Significant numbers of UK employees are also missing out on training and the chance to progress their career.

The results came from the latest CIPD/Halogen Employee Outlook survey which revealed that learning in the flow of work is becoming increasingly commonplace in UK workforces.

The survey of over 2,000 employees found that one in three (33%) employees felt over-qualified for their role, up from 29% in the autumn.

Similarly, the number of employees saying they were unlikely to fulfil their career aspirations in their current organisation also rose noticeably in the same period, up to 36% compared from 32%.

Employees were equally pessimistic with their opportunities to learn and grow with 30% saying their current workplace failed to provide them with that chance.

And a quarter (27%) added that they were dissatisfied with the opportunity to develop their skills in their job.

The result may help explain why the Britain at Work survey, published last month, found so many employees said were unhappy with their current employer.

CIPD head of learning and development content Andy Lancaster noted that it was surprising to see so many employees missing out workplace training and lamented that for businesses to move forward, people must move forward too.

“There’s also a clear link between a lack of development support and employees feeling over-qualified in their current role and not able to reach their career goals,” he said.

“It’s not enough to just hire talent, once individuals are in the workplace, they still need ongoing development to achieve their full potential and organisations need to be driving this. Previous research has shown that many organisations have been looking externally for new staff to meet the changing skills needs in-house, particularly as the world of work evolves and different capabilities are needed on a much more frequent basis.

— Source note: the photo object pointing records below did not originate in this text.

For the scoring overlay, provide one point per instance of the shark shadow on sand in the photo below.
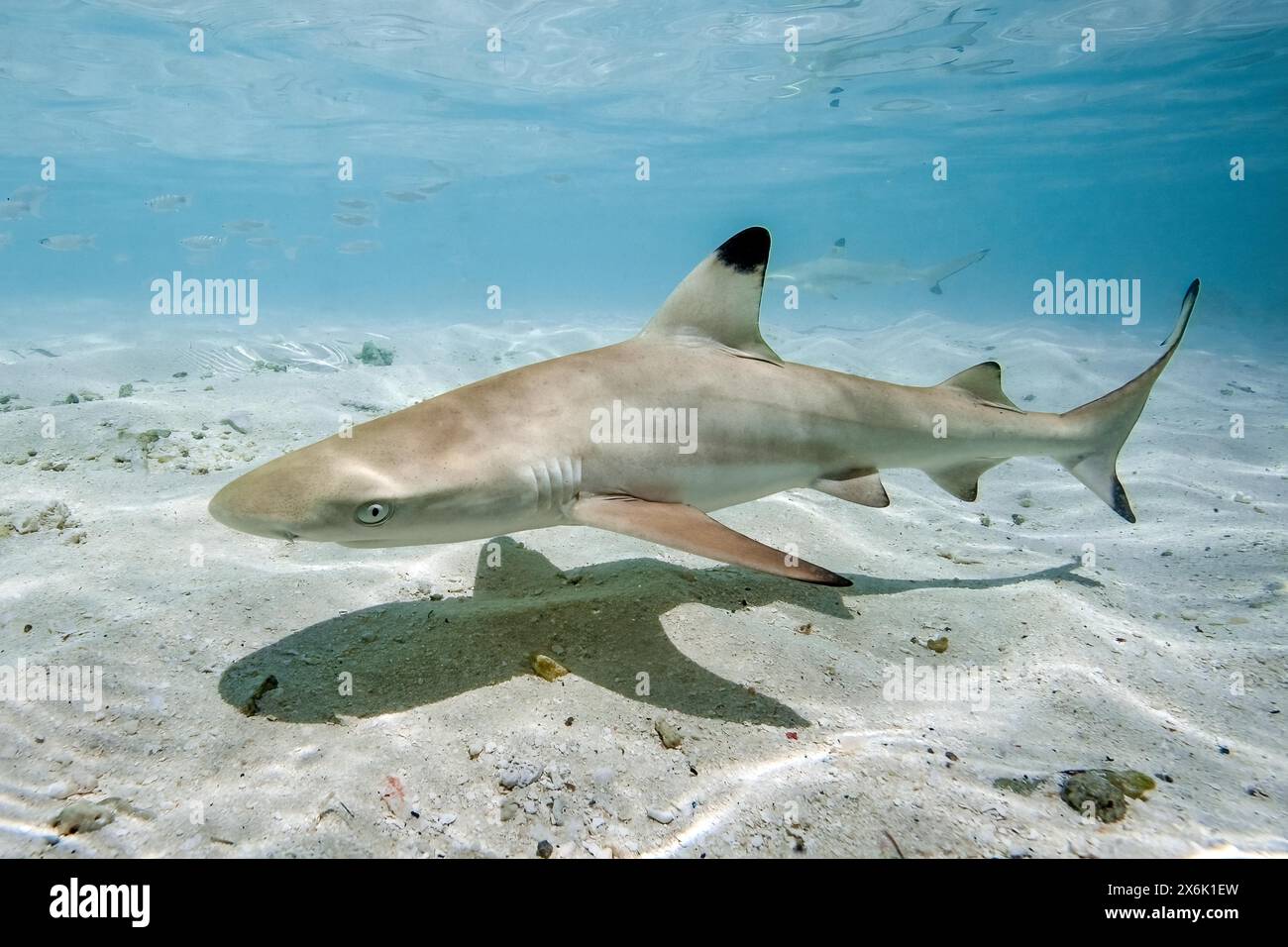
(603, 622)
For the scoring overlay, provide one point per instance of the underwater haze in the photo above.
(230, 231)
(519, 166)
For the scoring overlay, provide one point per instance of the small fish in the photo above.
(202, 243)
(22, 202)
(163, 204)
(67, 241)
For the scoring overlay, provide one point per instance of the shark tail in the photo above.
(1103, 425)
(935, 274)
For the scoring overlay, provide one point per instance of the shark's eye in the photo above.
(374, 513)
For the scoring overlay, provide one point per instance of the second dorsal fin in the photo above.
(719, 302)
(984, 381)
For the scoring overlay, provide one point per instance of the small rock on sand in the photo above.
(548, 668)
(669, 733)
(82, 817)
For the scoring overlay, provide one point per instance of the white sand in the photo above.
(1144, 661)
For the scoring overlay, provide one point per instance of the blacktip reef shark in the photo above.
(828, 274)
(518, 450)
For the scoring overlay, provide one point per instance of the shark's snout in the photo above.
(239, 508)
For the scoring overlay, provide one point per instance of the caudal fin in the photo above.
(1104, 424)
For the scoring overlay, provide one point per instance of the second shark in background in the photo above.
(836, 270)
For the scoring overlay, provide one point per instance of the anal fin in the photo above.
(962, 479)
(694, 531)
(863, 488)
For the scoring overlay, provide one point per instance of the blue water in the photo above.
(1107, 163)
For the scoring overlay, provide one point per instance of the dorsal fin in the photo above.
(984, 381)
(719, 302)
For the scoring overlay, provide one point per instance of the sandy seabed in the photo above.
(224, 729)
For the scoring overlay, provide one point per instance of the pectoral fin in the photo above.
(694, 531)
(962, 480)
(864, 488)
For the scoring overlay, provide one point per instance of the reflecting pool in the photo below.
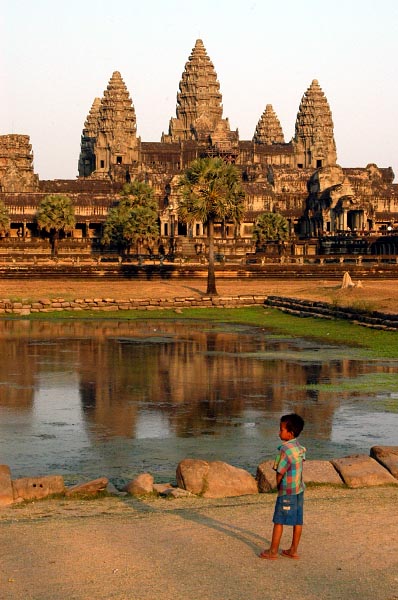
(115, 398)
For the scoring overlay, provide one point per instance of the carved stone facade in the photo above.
(314, 140)
(16, 164)
(109, 142)
(299, 179)
(269, 130)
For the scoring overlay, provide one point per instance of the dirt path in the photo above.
(200, 549)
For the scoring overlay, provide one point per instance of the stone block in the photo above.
(35, 488)
(88, 488)
(141, 485)
(6, 493)
(214, 479)
(361, 470)
(320, 471)
(386, 456)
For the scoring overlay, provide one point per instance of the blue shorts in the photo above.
(289, 510)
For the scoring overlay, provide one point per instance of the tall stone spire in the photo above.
(268, 130)
(109, 143)
(88, 139)
(199, 103)
(314, 140)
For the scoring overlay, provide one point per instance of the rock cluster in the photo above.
(215, 479)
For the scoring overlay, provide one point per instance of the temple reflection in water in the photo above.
(109, 381)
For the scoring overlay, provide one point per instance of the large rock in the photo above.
(266, 477)
(6, 493)
(191, 473)
(387, 456)
(320, 471)
(361, 471)
(88, 488)
(35, 488)
(214, 479)
(141, 485)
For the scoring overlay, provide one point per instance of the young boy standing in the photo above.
(289, 482)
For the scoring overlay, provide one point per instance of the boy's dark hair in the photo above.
(294, 423)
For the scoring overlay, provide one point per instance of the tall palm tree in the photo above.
(54, 215)
(211, 192)
(134, 221)
(4, 219)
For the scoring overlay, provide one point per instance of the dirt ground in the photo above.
(373, 295)
(128, 549)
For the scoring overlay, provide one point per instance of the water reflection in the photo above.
(111, 398)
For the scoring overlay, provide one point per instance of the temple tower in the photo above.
(109, 145)
(268, 130)
(88, 139)
(16, 164)
(313, 142)
(199, 105)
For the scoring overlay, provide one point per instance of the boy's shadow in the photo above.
(253, 540)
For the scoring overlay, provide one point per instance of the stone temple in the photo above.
(300, 179)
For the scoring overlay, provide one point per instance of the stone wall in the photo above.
(8, 307)
(323, 310)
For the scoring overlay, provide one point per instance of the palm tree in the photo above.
(270, 227)
(55, 215)
(4, 219)
(211, 192)
(134, 221)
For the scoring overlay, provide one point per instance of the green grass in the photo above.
(370, 382)
(378, 343)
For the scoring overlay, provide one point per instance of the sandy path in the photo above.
(200, 549)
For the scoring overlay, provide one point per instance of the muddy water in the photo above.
(92, 398)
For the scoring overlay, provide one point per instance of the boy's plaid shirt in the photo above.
(289, 463)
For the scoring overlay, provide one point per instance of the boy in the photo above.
(289, 482)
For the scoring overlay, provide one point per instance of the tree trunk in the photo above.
(211, 274)
(54, 243)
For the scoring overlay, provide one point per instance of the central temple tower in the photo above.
(199, 105)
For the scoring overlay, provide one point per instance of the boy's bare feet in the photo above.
(290, 554)
(268, 555)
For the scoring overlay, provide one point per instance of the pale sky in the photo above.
(56, 56)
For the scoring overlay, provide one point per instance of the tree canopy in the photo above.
(211, 192)
(134, 220)
(270, 227)
(55, 215)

“However, if more attention is given to the development of internal staff, organisations would be able to build skilled and sustainable workforces in the long-term that are able to fulfil future skills needs. Satisfaction with performance support is also likely to improve if more care and attention is given to the development of relevant skills for employees,” he added.

 

Mixed success

According to the report it appears employers are getting some aspects of training right, but have been ignoring other popular types.

The three methods of training rated most useful by employees were training from peers (95%), coaching (92%) and on-the-job learning (91%).

Over the last twelve months, employees were most likely to have received on-the-job training (28%), online learning (26%) and learning from peers (20%)

The CIPD said this created a culture of ongoing knowledge-sharing and collaborative working.

However, just 9% of employees said they had actually received coaching over the last 12 months despite its popularity.

A similar fate befell job rotation, secondment and shadowing, which was also highly rated (88% saying it was useful) but yet only 5% had taken part in the last year.

Lancaster said that it was interesting to see a conscious movement towards learning in the flow of work.

However he noted that there were some mismatches between the kinds of learning methods employees wanted and what organisations were actually providing.

This highlighted the importance of listening to employees and understanding what they want to learn and how they want to learn it.

“By putting employees at the heart of the design process, we will empower them, and by measuring what works and what doesn’t, organisations can move with the times and deliver learning that brings considerable business benefits, over and over again,” he added.